Polygenic Scores Help Predict Trajectory of Schizophrenia

April 29, 2020
Kenny Walter

Kenny Walter is an editor with HCPLive. Prior to joining MJH Life Sciences in 2019, he worked as a digital reporter covering nanotechnology, life sciences, material science and more with R&D Magazine. He graduated with a degree in journalism from Temple University in 2008 and began his career as a local reporter for a chain of weekly newspapers based on the Jersey shore. When not working, he enjoys going to the beach and enjoying the shore in the summer and watching North Carolina Tar Heel basketball in the winter.

Patients with adolescent disruption of cognitive developed had more severe symptoms following a schizophrenia diagnosis.

Dwight Dickinson, PhD

The 2020 American Psychiatric Association (APA) Annual Meeting was cancelled this year, with plans made to convert the world-leading psychiatry conference into a two-part virtual session and educational platform for attendees.

In lieu of regular on-site coverage, HCPLive® will be running a series of interviews, insights, and reporting on topics that frequently headline the APA meeting—featuring familiar experts.

The polygenic scores (PGS) of schizophrenia patients could forecast an individual’s cognitive development.

A team, led by Dwight Dickinson, PhD, National Institute of Mental Health, examined whether different cognitive development histories in schizophrenia could reflect variation across dimensions of genetic influence.

The investigators derived and characterized cognitive development trajectory subgroups within a schizophrenia sample through cluster analysis using estimated of premorbid and current IQ and profiled the subgroups across polygenic scores for schizophrenia, cognition, educational attainment, and ADHD using standard methods.

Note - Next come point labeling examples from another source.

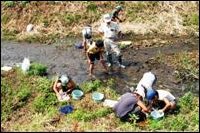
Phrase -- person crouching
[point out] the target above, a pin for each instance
(95, 52)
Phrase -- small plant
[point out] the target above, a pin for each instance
(37, 69)
(9, 3)
(92, 7)
(43, 102)
(91, 86)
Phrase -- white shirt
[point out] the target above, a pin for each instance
(165, 94)
(147, 81)
(87, 30)
(110, 31)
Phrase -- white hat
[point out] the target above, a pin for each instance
(140, 92)
(107, 18)
(64, 80)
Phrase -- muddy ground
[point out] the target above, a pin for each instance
(62, 59)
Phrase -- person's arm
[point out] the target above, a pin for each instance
(100, 30)
(143, 107)
(84, 45)
(167, 105)
(71, 85)
(54, 87)
(118, 19)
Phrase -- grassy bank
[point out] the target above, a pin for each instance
(29, 104)
(58, 20)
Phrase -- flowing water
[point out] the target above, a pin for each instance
(61, 59)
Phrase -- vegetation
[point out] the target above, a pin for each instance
(28, 102)
(23, 92)
(62, 19)
(37, 69)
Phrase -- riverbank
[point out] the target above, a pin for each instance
(61, 20)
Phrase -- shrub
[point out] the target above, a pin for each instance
(92, 7)
(87, 116)
(9, 3)
(37, 69)
(43, 102)
(91, 86)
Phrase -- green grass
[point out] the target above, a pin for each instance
(37, 69)
(34, 94)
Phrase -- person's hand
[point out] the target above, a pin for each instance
(160, 110)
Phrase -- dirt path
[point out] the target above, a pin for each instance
(72, 61)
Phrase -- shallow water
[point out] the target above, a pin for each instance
(62, 59)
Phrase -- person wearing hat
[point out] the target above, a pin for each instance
(95, 52)
(115, 14)
(87, 37)
(131, 103)
(146, 84)
(111, 32)
(63, 86)
(163, 96)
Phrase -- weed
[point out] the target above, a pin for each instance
(91, 86)
(8, 35)
(92, 7)
(9, 3)
(37, 69)
(192, 19)
(43, 102)
(83, 115)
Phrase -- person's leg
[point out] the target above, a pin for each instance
(172, 105)
(97, 56)
(91, 63)
(118, 54)
(91, 69)
(107, 45)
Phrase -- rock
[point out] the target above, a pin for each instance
(29, 28)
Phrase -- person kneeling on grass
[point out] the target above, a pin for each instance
(163, 96)
(95, 51)
(131, 103)
(63, 86)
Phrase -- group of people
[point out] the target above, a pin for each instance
(95, 49)
(130, 102)
(144, 99)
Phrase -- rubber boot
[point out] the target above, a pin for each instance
(120, 62)
(109, 59)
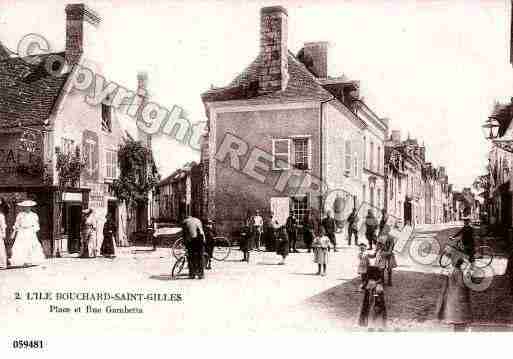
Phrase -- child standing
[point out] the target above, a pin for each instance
(320, 247)
(363, 265)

The team collected demographic, clinical, and genetic data for 540 schizophrenia patients, 237 unaffected siblings, and 844 control subjects at the National Institute of Mental Health.

The associations were tested using general linear models and logistic regression.

Through cluster analyses, the investigators identified 3 cognitive trajectory subgroups in the schizophrenia group—preadolescent cognitive impairment (19%), adolescent disruption of cognitive development (44%), and cognitively stable adolescent development (37%).

Together, the 4 polygenic scores predicted 7.9% of the variance in subgroup membership. Subgroup characteristics converged with genetic patterns and cognitively stable participants had the best adult clinical outcomes and differed from control subjects only in schizophrenia polygenic scores.

Individuals with adolescent disruption of cognitive development showed the most severe symptoms following their diagnosis and were cognitively impaired. This subgroup also had the highest schizophrenia polygenic scores and had disadvantageous cognitive polygenic scores relative to both the control subjects and cognitively stable individuals.

On the other hand, individuals showing preadolescent impairment in cognitive and academic performance and poor adult outcome exhibited a generalized polygenic score disadvantage relative to control subjects and were the only subgroup to differ significantly in education and ADHD polygenic scores.

“Subgroups derived from patterns of premorbid and current IQ showed different premorbid and clinical characteristics, which converged with broad genetic profiles,” the authors said. “Simultaneous analysis of multiple PGSs may contribute to useful clinical stratification in schizophrenia.”

One drug that has proven to be successful in treating schizophrenia patients is clozapine.

However, rechallenging a schizophrenia patient following a clozapine-induced major adverse event can be difficult.

While effective in reducing schizophrenia symptoms, clozapine treatment is known to increase the risk of serious adverse events including agranulocytosis and severe neutropenia, myocarditis and cardiomyopathy, gastrointestinal hypomotility leading to bowel infarction, pancreatitis, and renal insufficiency.

Peter Manu, MD, a professor of Internal Medicine at the Donald and Barbara Zucker School of Medicine at Hofstra University/Northwell Health, explained in an interview with HCPLive® that faulty data on the risk of adverse events induced by clozapine may be causing patients to discontinue use following the complication.

Manu said most of the adverse events occur in the first few weeks of treatment. But the major side effects only occur in a small proportion of patients.

“It has adverse effects, we know that,” Manu said. “The idea is we challenged the patient after an adverse event. We rarely deal with more than 1 really life-threatening complication.”

Ultimately, Manu deemed the widely used treatment as safe, saying the incidence of suicide in patients who discontinue treatment is higher than the fatality rate of the adverse events caused by the treatment.

The study, “Distinct Polygenic Score Profiles in Schizophrenia Subgroups With Different Trajectories of Cognitive Development,” was published online in The American Journal of Psychiatry.